On the flip side, as terrifying as this all is, it’s also terribly exciting because if we can make this happen, we will finally (11.5 years later) be out of diapers in this house. Now that is a New Era also worthy of great celebration (and definitely more chocolate for all).

Update: she did not make it through the nap unscathed but the mess was not the mess I feared, so I will take it! She also gave me a sweet little apology and agreed that she would put a diaper on for nap the next time mama asked, so I think we came out of that little experiment just fine.

Third First Day of Third Grade

Moving and/or starting over in the midst of a school year is something our family has never experienced before, but this year, our kids have had a number of transitions surrounding First Days. For the Big 3, it was eSchool in August, followed by in-person school in October. For Truman it was a new preschool in October. And, unfortunately*, for RL, it is a new classroom for in-person school today. That means she’s started over three times in one year of school (and we’re only halfway through!); even though kids are resilient as all get-out, that’s an awful lot for a little person to process, especially for a little person who asks so little of others but always makes life easier for those around her.

*As to the use of the word “unfortunate”: this is nothing against the teacher RL is joining today. It’s actually the same teacher she had for eLearning which is why this is happening in the first place. The District isn’t offering eLearning to those without a doctor’s note to remain doing so, so her eTeacher needed to return to the in-person classroom and that just happens to be in our kids’ elementary building. So the good thing is, Raegan already knows her and how sweet she is. And of course we understand that the school had to do something in this situation, but trust me when I say, I did not expect our eSchool option to come back and bite us in the butt right before Christmas break like it did when we got this news.
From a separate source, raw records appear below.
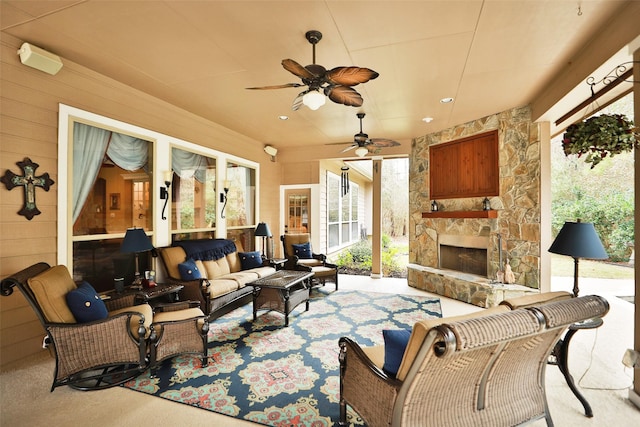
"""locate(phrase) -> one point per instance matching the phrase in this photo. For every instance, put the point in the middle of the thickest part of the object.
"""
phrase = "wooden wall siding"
(29, 128)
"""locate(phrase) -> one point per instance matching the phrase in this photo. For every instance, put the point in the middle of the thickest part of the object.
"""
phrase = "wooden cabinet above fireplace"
(466, 167)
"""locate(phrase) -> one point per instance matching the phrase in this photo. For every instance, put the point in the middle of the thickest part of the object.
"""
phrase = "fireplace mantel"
(461, 214)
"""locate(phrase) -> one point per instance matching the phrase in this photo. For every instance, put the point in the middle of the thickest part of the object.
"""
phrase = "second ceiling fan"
(335, 83)
(363, 144)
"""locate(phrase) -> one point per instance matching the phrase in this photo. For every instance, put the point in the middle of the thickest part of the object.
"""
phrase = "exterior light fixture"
(224, 198)
(164, 191)
(314, 99)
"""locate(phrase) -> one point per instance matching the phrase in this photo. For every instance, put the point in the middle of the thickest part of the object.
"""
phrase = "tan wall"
(29, 127)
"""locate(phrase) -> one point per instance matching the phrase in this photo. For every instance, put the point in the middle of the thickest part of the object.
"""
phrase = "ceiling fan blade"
(343, 95)
(349, 148)
(297, 69)
(383, 142)
(350, 76)
(276, 86)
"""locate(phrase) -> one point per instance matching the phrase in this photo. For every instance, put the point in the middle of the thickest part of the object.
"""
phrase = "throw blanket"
(207, 249)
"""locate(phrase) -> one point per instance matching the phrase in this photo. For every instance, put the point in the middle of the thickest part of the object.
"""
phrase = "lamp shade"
(136, 240)
(262, 230)
(579, 240)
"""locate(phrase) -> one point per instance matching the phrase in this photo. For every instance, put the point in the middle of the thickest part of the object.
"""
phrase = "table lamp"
(262, 230)
(578, 240)
(136, 241)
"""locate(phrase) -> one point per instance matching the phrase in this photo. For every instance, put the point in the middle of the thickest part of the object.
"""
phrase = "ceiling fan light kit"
(313, 99)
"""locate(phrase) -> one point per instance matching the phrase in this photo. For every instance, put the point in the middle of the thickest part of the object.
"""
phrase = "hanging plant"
(601, 136)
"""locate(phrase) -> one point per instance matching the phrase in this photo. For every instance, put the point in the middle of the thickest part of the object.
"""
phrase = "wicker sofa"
(220, 283)
(487, 368)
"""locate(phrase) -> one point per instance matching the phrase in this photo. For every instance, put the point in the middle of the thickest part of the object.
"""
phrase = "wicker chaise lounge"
(486, 370)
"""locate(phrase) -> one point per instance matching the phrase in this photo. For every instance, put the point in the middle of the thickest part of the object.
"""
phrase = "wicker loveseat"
(487, 368)
(220, 274)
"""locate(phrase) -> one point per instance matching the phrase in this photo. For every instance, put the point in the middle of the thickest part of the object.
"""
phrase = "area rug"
(274, 375)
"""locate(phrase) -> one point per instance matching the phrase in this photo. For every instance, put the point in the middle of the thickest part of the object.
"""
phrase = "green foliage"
(599, 136)
(358, 258)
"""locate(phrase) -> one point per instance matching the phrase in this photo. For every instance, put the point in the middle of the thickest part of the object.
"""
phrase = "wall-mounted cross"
(29, 181)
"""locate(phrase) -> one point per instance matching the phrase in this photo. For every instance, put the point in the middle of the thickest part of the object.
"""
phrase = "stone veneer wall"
(518, 204)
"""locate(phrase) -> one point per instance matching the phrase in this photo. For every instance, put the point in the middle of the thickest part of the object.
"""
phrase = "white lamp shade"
(361, 151)
(313, 99)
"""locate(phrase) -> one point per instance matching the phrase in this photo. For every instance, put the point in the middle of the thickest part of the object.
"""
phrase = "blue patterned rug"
(283, 376)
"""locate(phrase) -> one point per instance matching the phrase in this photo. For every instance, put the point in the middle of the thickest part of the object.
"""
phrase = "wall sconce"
(224, 198)
(164, 191)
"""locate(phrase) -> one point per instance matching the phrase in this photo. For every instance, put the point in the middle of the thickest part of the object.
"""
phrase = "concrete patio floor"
(594, 360)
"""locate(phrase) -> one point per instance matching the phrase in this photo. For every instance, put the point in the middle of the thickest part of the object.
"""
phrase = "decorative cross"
(29, 181)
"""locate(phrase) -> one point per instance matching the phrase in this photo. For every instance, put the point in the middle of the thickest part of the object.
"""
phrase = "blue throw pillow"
(395, 343)
(249, 260)
(85, 304)
(189, 270)
(302, 250)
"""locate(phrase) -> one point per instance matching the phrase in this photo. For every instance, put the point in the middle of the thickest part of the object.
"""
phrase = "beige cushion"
(242, 277)
(143, 309)
(219, 287)
(535, 299)
(50, 289)
(376, 354)
(216, 268)
(421, 328)
(234, 262)
(173, 256)
(170, 316)
(291, 239)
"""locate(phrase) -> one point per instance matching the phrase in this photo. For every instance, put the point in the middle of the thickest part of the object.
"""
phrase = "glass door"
(298, 211)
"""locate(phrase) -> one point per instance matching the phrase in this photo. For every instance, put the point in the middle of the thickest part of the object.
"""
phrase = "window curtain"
(128, 152)
(189, 165)
(89, 146)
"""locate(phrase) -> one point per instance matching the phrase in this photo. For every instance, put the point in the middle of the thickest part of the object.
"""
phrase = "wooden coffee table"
(282, 292)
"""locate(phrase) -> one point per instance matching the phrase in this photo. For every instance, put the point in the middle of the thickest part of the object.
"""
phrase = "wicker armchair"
(103, 353)
(323, 271)
(482, 371)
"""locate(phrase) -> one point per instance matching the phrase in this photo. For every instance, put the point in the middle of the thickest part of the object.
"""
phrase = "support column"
(376, 235)
(634, 393)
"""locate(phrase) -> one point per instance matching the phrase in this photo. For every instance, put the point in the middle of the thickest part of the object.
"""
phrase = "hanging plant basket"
(601, 136)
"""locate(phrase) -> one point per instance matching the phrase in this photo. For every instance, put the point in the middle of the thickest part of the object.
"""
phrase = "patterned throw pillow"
(85, 304)
(189, 270)
(302, 250)
(395, 343)
(249, 260)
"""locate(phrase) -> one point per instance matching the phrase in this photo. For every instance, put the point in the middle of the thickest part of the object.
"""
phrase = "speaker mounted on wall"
(39, 59)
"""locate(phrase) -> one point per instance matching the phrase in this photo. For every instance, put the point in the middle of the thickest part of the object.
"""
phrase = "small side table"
(561, 354)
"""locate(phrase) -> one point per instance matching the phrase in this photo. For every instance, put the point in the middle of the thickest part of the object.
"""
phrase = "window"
(193, 195)
(111, 192)
(342, 213)
(240, 210)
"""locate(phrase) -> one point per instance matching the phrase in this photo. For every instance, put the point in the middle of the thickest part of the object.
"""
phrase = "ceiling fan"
(363, 144)
(335, 83)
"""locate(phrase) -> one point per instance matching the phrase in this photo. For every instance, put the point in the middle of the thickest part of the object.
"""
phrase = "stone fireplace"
(456, 251)
(466, 254)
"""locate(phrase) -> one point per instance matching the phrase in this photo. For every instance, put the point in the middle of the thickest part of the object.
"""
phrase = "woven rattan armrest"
(175, 306)
(365, 387)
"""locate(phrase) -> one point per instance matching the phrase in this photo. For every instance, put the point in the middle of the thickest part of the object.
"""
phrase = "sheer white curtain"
(89, 146)
(187, 164)
(128, 152)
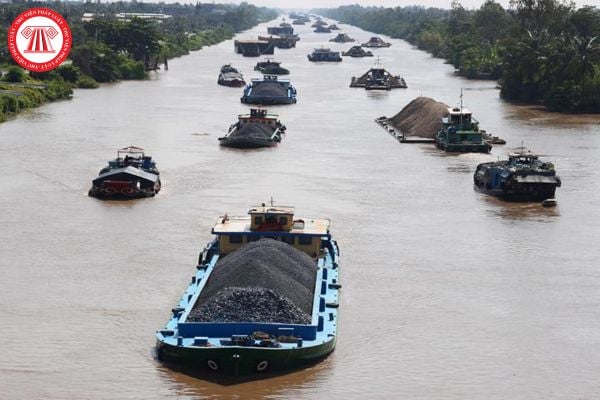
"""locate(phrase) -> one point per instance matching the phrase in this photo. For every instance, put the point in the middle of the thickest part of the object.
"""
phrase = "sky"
(385, 3)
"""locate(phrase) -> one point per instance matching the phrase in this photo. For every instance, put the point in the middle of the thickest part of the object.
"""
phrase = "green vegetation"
(108, 49)
(541, 51)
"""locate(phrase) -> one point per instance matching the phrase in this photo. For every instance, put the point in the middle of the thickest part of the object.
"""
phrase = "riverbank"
(108, 49)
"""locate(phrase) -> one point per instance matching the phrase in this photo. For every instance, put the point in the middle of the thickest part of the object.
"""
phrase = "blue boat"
(523, 177)
(269, 90)
(248, 348)
(460, 133)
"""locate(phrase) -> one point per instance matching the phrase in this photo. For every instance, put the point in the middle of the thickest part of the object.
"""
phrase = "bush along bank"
(109, 49)
(541, 51)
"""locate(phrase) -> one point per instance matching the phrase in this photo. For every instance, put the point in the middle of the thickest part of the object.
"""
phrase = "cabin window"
(305, 240)
(235, 239)
(288, 239)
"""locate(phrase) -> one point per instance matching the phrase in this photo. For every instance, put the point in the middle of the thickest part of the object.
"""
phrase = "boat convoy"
(264, 297)
(265, 294)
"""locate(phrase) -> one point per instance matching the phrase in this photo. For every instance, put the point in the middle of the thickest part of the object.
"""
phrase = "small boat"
(131, 175)
(325, 55)
(230, 76)
(238, 337)
(322, 29)
(254, 130)
(523, 177)
(271, 67)
(269, 90)
(376, 41)
(357, 51)
(460, 133)
(342, 38)
(378, 78)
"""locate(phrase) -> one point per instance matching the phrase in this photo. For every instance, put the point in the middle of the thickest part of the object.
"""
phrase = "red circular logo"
(39, 39)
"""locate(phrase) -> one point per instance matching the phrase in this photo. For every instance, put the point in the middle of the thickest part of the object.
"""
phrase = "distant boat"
(460, 133)
(342, 38)
(230, 76)
(357, 51)
(378, 78)
(271, 67)
(523, 177)
(376, 41)
(325, 55)
(269, 90)
(254, 130)
(131, 175)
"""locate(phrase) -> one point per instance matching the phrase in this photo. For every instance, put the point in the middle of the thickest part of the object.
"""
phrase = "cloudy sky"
(386, 3)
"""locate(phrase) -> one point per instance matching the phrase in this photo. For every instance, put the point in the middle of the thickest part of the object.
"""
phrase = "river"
(447, 293)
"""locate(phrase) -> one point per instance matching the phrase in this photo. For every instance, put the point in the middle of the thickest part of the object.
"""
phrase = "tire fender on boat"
(127, 191)
(212, 365)
(263, 365)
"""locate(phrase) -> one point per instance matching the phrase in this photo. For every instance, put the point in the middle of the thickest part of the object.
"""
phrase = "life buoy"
(213, 365)
(261, 366)
(128, 191)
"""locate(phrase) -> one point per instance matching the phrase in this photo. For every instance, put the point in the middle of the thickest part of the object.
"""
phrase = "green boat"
(460, 133)
(244, 348)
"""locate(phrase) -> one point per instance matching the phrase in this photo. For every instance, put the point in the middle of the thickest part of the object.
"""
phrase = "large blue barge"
(269, 90)
(247, 348)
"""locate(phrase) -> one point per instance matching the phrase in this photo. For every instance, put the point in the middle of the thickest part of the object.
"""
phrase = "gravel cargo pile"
(269, 89)
(253, 304)
(254, 130)
(265, 265)
(421, 117)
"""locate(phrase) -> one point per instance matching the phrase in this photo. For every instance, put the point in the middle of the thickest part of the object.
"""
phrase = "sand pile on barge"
(263, 281)
(421, 117)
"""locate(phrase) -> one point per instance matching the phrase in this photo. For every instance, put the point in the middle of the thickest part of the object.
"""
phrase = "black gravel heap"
(254, 130)
(270, 89)
(263, 281)
(234, 304)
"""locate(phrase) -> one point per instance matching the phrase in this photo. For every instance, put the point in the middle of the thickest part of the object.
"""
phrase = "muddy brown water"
(447, 293)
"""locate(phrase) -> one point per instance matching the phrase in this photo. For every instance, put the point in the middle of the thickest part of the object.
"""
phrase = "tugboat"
(131, 175)
(322, 29)
(376, 41)
(249, 345)
(357, 51)
(460, 133)
(342, 38)
(378, 78)
(269, 90)
(230, 76)
(523, 177)
(271, 67)
(254, 130)
(326, 55)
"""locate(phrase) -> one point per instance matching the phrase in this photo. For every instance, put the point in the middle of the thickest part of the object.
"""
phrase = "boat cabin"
(275, 222)
(462, 119)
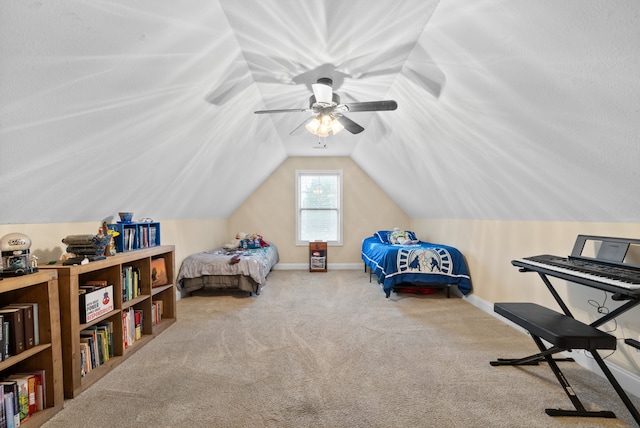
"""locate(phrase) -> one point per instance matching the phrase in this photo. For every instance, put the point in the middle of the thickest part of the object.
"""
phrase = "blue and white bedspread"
(423, 263)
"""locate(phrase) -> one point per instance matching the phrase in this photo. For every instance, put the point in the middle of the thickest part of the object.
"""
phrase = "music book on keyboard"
(614, 261)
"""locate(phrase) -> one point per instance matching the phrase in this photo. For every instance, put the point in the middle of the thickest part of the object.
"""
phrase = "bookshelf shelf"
(41, 288)
(136, 236)
(111, 269)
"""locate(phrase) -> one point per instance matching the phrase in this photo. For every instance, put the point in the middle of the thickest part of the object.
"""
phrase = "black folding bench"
(564, 333)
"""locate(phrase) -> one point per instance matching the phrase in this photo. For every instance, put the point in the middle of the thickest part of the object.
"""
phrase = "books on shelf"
(96, 346)
(15, 330)
(23, 394)
(158, 272)
(95, 300)
(130, 283)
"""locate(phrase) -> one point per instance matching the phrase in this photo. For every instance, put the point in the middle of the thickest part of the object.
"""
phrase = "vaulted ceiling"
(514, 110)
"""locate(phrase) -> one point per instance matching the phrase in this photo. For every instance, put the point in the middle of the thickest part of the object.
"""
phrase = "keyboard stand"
(545, 355)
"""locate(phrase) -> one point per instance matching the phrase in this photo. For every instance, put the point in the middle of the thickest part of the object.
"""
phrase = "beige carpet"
(329, 350)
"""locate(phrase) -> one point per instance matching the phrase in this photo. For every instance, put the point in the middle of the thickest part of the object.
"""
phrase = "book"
(3, 338)
(107, 327)
(8, 399)
(36, 323)
(16, 329)
(41, 389)
(6, 328)
(23, 395)
(27, 322)
(11, 387)
(85, 356)
(32, 382)
(158, 272)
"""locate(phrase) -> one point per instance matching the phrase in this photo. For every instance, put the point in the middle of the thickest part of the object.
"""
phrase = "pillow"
(384, 236)
(250, 243)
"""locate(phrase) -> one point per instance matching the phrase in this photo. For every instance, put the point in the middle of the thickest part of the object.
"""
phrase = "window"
(319, 206)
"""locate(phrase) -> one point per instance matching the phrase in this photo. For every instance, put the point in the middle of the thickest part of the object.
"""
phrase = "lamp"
(322, 124)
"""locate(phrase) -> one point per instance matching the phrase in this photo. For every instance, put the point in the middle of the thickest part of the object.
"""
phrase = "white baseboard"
(330, 266)
(630, 382)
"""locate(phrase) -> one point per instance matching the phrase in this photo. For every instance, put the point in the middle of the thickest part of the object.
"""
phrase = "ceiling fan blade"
(322, 91)
(349, 124)
(284, 110)
(373, 106)
(298, 129)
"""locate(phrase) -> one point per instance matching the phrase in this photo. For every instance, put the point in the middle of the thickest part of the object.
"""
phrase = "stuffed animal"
(401, 237)
(236, 242)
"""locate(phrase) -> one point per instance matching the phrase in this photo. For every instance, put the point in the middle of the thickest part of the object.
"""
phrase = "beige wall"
(489, 247)
(270, 210)
(189, 236)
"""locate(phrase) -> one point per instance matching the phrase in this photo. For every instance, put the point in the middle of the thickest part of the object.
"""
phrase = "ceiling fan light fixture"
(336, 126)
(313, 125)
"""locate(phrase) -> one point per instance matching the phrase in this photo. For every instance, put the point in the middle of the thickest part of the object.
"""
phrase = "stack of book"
(96, 346)
(23, 394)
(20, 328)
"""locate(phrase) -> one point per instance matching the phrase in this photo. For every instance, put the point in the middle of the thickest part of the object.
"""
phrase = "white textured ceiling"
(514, 110)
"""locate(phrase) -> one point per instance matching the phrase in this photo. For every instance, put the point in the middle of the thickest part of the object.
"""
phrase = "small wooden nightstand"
(317, 256)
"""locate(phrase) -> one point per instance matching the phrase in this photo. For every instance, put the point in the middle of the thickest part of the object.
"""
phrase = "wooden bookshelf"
(41, 288)
(111, 269)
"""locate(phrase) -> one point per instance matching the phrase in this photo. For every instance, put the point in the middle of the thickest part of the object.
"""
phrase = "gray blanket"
(254, 263)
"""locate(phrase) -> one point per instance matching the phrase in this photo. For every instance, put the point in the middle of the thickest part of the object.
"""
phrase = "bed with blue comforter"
(420, 264)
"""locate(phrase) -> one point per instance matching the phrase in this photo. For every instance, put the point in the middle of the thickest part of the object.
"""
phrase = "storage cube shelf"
(41, 288)
(317, 256)
(135, 236)
(129, 307)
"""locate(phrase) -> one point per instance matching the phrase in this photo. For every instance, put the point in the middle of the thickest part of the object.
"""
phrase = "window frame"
(306, 173)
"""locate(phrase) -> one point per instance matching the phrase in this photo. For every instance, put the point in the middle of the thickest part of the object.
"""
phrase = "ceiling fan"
(327, 112)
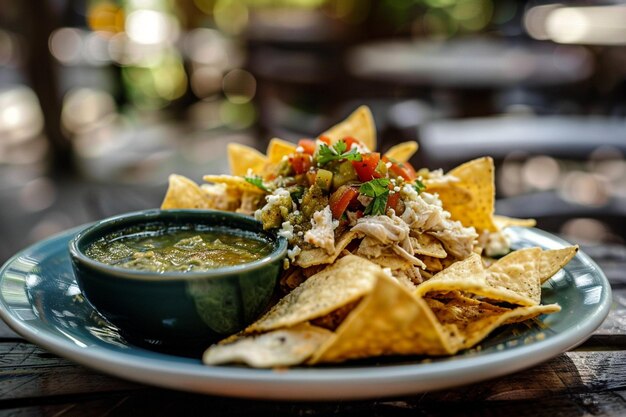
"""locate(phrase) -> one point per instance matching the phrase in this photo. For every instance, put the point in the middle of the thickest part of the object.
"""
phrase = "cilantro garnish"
(296, 192)
(378, 190)
(419, 186)
(258, 181)
(336, 153)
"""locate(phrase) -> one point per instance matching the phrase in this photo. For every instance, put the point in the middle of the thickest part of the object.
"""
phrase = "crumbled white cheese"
(408, 192)
(292, 253)
(286, 231)
(274, 198)
(322, 233)
(431, 198)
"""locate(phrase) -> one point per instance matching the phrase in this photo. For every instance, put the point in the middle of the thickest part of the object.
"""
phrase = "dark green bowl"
(176, 309)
The thought of making Raegan change classrooms again (for the third time in less than six months) was heartbreaking because she worked hard to establish herself and make connections in her in-person class during second quarter. And that was after staying home and quarantined far longer than most, so the social aspect of all this was very upsetting. There were a LOT of tears shed in the last two days before break as all this went down and we tried to figure out just what was happening, and I don’t just mean from her and her friends; I mean me on the phone with the school, too, because if nothing else, my job as a mom is to advocate for my kids whenever and however needed, even if I’m a sobbing mess while doing so. And even when I know it’s not going to change a darn thing.

I was worried break might be a pretty blue two weeks for RL, but she had a really nice time up until the last two days when school was looming and then the quietness/questions started coming. And then this morning, on the actual day of First Day, Take Three, her tummy and her heart hurt and we definitely had tears while trying to get kids ready and out the door.

I did everything I could think of to send her wrapped in love today, from painting her fingernails last night (rock star color for my Rock Star Raegan) to putting Sharpie hearts on her new mask so she’d know which side was face-side (and so I could give her some love each time she put her mask on today), and even some Stress Away essential oil dabbed behind her ears after she got dressed – anything I could do to help her remember that I’d be here at the end of the day to listen to and love on her because she is capable of handling this sucky situation, even if I wish she didn’t have to do so.

The good news is, the day was good (enough). She came home full of stories and (enough) smiles to put my mama heart at ease because I can see that her heart is as at ease (enough), too. (My WoTY is coming in really handy, I see, even with parenting!)

May this please, please be the last First Day she has to have this year!